白徵言轻叹了口气,不紧不慢地道:“谢五皇子赏赐!”
“姑娘似乎不甚满意?”风靖宁在案畔坐下,饶有兴味的看住她脸上的表情,作为一个平常人在谈论到皇族时不该有如此淡定的态度。又或许是她的师父山湖老人在江湖上地位超然,甚至山湖老人的家族在前朝也是一个备受朝廷尊重的特殊存在。而做为他的弟子,白徵言也有可能对各国皇族有些不同一般人的态度与眼界。
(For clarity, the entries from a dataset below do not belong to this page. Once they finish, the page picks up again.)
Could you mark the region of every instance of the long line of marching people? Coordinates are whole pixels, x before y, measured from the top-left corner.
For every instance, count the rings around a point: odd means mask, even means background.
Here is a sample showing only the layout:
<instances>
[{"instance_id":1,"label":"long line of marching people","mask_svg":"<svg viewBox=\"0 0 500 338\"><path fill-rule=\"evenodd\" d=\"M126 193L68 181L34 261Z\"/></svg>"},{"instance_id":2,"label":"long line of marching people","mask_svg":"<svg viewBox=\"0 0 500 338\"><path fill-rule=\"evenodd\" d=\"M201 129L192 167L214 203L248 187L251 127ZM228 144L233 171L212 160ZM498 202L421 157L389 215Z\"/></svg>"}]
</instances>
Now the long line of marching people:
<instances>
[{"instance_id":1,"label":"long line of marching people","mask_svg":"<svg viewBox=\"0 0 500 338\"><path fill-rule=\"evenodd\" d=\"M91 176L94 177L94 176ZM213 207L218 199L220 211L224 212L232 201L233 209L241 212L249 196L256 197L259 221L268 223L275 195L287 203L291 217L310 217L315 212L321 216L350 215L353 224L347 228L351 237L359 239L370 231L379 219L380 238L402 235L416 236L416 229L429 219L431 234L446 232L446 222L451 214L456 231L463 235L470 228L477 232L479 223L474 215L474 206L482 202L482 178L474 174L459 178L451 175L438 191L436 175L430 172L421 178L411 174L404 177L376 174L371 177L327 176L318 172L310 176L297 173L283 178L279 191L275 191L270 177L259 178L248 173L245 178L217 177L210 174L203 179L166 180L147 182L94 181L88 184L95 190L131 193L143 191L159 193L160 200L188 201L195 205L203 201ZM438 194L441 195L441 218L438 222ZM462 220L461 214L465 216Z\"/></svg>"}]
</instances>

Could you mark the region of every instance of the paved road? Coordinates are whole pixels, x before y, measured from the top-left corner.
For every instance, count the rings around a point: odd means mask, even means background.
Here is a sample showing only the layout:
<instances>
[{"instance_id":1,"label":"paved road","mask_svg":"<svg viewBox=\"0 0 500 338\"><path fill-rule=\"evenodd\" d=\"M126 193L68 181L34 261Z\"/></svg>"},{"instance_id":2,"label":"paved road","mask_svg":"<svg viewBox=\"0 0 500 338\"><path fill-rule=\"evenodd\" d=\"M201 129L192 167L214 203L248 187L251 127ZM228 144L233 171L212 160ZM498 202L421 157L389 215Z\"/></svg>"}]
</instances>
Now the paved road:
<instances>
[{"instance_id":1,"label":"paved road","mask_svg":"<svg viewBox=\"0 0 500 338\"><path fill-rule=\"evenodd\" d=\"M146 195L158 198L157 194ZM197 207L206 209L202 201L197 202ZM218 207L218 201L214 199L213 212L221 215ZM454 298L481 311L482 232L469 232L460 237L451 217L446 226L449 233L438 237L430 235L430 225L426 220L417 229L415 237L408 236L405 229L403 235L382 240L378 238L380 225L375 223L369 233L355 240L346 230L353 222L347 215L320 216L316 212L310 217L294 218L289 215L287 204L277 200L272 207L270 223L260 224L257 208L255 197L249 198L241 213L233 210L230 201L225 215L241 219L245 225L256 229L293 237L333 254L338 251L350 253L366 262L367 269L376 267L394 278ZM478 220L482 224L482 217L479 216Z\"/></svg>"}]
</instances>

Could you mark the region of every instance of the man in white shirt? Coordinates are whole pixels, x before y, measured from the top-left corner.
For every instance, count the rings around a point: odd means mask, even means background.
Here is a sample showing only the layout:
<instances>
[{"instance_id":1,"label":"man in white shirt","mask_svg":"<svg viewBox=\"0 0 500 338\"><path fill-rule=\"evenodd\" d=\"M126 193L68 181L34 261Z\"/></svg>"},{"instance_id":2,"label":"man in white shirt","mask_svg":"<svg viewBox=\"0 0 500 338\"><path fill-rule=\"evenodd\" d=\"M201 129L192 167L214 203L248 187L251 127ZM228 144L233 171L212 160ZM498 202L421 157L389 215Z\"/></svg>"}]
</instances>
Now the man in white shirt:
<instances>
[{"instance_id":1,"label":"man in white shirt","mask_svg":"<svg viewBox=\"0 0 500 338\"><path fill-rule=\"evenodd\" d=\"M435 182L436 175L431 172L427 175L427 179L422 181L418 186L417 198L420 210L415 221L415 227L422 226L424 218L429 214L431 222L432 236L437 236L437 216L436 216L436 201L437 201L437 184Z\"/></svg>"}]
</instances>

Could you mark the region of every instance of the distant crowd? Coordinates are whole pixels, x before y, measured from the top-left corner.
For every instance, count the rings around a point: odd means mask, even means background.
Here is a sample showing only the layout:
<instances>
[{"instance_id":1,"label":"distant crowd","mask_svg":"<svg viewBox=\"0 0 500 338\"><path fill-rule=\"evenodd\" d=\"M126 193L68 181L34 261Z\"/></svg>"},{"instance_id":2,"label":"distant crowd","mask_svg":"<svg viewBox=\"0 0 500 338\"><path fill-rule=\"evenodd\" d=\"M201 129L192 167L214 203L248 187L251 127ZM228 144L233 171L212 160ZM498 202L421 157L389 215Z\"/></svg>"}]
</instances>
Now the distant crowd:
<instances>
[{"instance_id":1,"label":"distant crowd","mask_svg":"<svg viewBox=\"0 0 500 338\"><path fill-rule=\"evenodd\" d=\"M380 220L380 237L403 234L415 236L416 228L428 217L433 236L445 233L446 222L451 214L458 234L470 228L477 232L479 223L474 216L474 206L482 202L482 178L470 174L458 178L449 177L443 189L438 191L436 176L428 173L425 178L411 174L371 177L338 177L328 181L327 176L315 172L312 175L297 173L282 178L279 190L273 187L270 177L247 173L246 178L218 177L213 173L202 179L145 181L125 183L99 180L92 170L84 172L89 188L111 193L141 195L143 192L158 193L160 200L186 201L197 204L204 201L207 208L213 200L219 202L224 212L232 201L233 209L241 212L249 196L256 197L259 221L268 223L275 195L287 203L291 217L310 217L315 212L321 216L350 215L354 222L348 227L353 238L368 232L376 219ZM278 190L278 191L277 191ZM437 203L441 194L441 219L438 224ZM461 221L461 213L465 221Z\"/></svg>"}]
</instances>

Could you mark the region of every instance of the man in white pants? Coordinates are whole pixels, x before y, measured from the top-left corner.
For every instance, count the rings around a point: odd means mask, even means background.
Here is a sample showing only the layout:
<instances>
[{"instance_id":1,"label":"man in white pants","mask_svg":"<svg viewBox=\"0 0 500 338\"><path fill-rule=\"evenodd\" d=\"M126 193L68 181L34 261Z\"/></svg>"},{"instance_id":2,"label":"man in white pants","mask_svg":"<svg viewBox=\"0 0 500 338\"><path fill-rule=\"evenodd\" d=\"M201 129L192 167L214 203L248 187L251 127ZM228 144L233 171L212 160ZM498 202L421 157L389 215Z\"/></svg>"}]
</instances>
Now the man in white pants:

白徵言笑得有些意兴阑珊,也不回避他的探视,直言道:“皇家人何来真情?我也不必强求。只是皇权如此高高在上,一个王孙贵族的性命就抵得上千万百姓战士的性命,而寻常百姓坏了一只手腕却只能得到赏赐给予补偿,甚至不能得到一点公平的对待,若这样的等级分明的制度下,作为上位者还不能善待百姓和体恤百姓,却是一件很可怜可悲之事。”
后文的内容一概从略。